Last week anti-pot activist Kevin Sabet, in the midst of a seven-city "marijuana education" tour of Oregon, complained that he is "extremely misunderstood." In an interview with The Oregonian, Sabet, a former drug policy adviser in the Obama administration, emphasized that he is not one of those crazy pot prohibitionists who say marijuana is an inevitably addictive "devil's weed" that leads to heroin. Instead he is one of those slippery pot prohibitionists who likens cannabis consumption to drunk driving:
I am not here on a "reefer madness" tour. I am here to talk about the truth, which is most people who try marijuana will not become addicted—just like most drunk drivers won't get into a fatal car crash and most people who don't wear helmets won't get into a bicycle crash.
If Sabet really wanted to put the addictive potential of marijuana into perspective, he would compare the percentage of pot smokers who become heavy users to the percentage of drinkers who become alcoholics. But since the latter percentage is higher, such a comparison would have raised uncomfortable questions about why booze is legal but pot is not. Likewise, if Sabet wanted to talk about the danger of stoned driving in an honest way, he would have compared it to the danger of drunk driving. But since alcohol impairs driving ability more dramatically than marijuana does, that comparison also would have cast doubt on the fairness and rationality of the policy Sabet favors.

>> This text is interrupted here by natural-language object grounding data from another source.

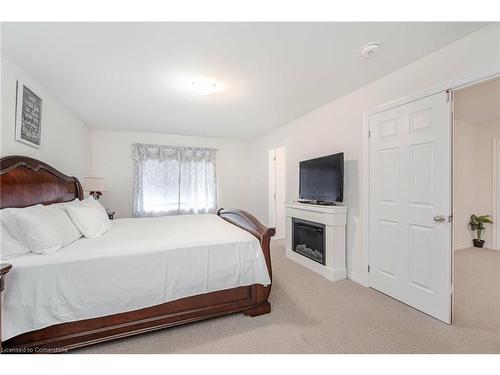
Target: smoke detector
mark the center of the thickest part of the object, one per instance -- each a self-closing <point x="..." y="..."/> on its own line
<point x="370" y="50"/>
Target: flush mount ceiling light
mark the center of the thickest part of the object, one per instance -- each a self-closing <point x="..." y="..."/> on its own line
<point x="205" y="86"/>
<point x="370" y="50"/>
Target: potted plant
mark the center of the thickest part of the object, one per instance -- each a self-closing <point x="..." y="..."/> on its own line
<point x="477" y="225"/>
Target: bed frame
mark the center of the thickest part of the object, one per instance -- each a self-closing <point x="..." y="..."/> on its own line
<point x="25" y="181"/>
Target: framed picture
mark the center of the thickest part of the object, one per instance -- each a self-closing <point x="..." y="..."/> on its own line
<point x="28" y="116"/>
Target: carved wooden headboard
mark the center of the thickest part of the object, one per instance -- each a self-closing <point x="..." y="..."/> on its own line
<point x="25" y="181"/>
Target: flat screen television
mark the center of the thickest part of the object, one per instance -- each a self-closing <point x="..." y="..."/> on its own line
<point x="322" y="179"/>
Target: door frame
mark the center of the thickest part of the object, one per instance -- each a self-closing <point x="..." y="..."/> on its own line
<point x="450" y="86"/>
<point x="272" y="186"/>
<point x="495" y="190"/>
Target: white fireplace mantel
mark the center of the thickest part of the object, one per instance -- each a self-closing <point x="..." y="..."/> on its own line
<point x="334" y="218"/>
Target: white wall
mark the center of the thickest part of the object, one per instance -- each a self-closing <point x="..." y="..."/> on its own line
<point x="112" y="159"/>
<point x="465" y="189"/>
<point x="473" y="193"/>
<point x="338" y="125"/>
<point x="65" y="141"/>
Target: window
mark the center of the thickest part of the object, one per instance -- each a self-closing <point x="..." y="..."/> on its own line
<point x="172" y="180"/>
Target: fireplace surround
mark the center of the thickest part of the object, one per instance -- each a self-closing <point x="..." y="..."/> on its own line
<point x="324" y="254"/>
<point x="309" y="239"/>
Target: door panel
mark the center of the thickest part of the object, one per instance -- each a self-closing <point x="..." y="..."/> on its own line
<point x="410" y="185"/>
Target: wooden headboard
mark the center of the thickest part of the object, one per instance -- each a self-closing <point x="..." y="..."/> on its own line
<point x="25" y="181"/>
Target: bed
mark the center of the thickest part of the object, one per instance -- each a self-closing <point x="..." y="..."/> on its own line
<point x="143" y="275"/>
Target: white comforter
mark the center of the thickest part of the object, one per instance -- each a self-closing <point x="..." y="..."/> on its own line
<point x="138" y="263"/>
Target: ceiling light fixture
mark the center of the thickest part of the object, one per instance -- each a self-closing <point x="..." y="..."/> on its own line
<point x="370" y="50"/>
<point x="205" y="86"/>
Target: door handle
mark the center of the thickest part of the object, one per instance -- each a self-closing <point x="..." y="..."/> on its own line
<point x="439" y="218"/>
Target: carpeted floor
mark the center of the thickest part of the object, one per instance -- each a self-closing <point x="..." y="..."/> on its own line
<point x="313" y="315"/>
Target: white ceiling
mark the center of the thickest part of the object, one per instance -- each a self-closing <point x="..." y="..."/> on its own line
<point x="120" y="75"/>
<point x="479" y="104"/>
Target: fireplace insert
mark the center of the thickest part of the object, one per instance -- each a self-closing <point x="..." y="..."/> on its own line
<point x="309" y="239"/>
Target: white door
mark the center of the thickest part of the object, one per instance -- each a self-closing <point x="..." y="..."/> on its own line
<point x="410" y="203"/>
<point x="277" y="180"/>
<point x="496" y="192"/>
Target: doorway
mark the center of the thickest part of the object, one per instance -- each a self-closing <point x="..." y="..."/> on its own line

So instead Sabet compared cannabis consumption to drunk driving, thereby insinuating that all marijuana use, no matter the dose or context, puts other people at risk.

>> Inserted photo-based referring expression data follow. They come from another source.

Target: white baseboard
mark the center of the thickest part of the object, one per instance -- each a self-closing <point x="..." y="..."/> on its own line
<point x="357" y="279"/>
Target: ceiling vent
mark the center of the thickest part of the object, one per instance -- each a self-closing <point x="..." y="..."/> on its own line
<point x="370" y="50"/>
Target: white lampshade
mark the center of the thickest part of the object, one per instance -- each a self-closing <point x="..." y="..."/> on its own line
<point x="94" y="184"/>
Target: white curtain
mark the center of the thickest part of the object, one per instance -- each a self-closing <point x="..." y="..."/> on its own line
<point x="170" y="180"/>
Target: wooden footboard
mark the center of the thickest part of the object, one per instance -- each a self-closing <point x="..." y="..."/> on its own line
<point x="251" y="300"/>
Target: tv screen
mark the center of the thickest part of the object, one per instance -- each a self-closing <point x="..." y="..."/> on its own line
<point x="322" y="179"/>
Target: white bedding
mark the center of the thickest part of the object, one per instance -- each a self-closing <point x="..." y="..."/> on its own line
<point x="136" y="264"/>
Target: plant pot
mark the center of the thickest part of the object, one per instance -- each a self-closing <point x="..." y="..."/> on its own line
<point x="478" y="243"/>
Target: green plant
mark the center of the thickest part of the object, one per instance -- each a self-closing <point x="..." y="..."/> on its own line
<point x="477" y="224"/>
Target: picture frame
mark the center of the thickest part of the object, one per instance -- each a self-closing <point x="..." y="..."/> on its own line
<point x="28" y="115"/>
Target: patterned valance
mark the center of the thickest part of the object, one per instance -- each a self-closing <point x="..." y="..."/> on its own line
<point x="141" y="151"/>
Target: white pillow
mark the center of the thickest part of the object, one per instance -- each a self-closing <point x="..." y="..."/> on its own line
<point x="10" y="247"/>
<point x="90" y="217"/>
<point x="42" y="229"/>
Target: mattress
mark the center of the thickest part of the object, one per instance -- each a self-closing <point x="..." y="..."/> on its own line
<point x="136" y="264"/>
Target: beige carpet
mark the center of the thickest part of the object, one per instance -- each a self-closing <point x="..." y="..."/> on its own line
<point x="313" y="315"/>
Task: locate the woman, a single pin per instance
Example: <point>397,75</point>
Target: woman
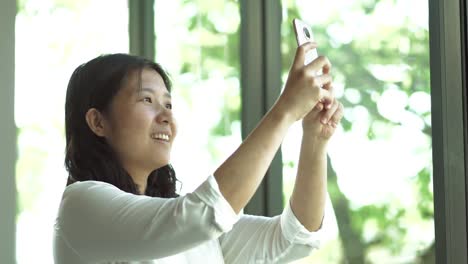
<point>120,203</point>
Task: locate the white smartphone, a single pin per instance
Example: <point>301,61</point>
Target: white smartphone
<point>304,34</point>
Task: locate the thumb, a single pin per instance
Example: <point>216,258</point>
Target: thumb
<point>326,97</point>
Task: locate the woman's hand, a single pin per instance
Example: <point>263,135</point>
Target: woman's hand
<point>323,119</point>
<point>303,88</point>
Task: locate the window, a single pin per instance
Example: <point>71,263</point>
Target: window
<point>380,169</point>
<point>52,39</point>
<point>198,43</point>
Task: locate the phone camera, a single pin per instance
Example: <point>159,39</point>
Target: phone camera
<point>306,32</point>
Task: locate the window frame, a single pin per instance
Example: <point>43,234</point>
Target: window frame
<point>449,128</point>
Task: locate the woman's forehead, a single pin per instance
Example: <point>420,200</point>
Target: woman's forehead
<point>144,78</point>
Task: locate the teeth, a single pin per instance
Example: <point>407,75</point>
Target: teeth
<point>160,136</point>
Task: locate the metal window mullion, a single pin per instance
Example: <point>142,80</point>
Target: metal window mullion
<point>448,132</point>
<point>141,28</point>
<point>8,139</point>
<point>260,86</point>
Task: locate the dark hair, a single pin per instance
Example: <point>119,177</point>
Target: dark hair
<point>88,156</point>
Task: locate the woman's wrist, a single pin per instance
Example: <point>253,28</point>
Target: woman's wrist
<point>317,141</point>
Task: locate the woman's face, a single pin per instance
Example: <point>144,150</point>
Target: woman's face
<point>141,128</point>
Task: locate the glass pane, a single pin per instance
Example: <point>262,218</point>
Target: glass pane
<point>52,38</point>
<point>198,43</point>
<point>381,198</point>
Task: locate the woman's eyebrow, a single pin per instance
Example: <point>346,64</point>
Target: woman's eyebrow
<point>150,90</point>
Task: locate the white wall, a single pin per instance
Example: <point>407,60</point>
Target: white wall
<point>8,151</point>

A little more subtly, Sabet worries that "there has been a lot of misinformation about marijuana, mainly because people tend to focus on their own experiences or the experiences of others they know." Who are you going to believe, Kevin Sabet or your lying eyes? Sabet says the truth about marijuana can be found not in the actual experiences of typical consumers but in the opinions of "the American Medical Association or the American Society of Addiction Medicine or the National Alliance on Mental Illness." Yet all these groups specialize in detecting, describing, and dealing with marijuana abuse. Like cops and prosecutors, physicians, psychiatrists, social workers, and addiction treatment specialists do not see a representative sample of cannabis consumers in the course of their work. They see a sample that is strongly skewed toward excessive use and antisocial behavior, which may help explain why Sabet so casually compares pot smoking to driving while intoxicated.
Sabet's tour, which concluded less than two weeks before Oregon voters will start receiving ballots that include Measure 91, a marijuana legalization initiative, originally was supposed to include 13 stops. It was scaled back after critics complained that money from federal anti-drug grants was being improperly used for what looked like part of the No on 91 campaign. Sabet insisted "these are educational events, not political events." The Oregon Health Authority's Addictions and Mental Health Division disagreed, deciding not to participate in the events to avoid running afoul of a state law barring public servants from politicking on the taxpayer's dime.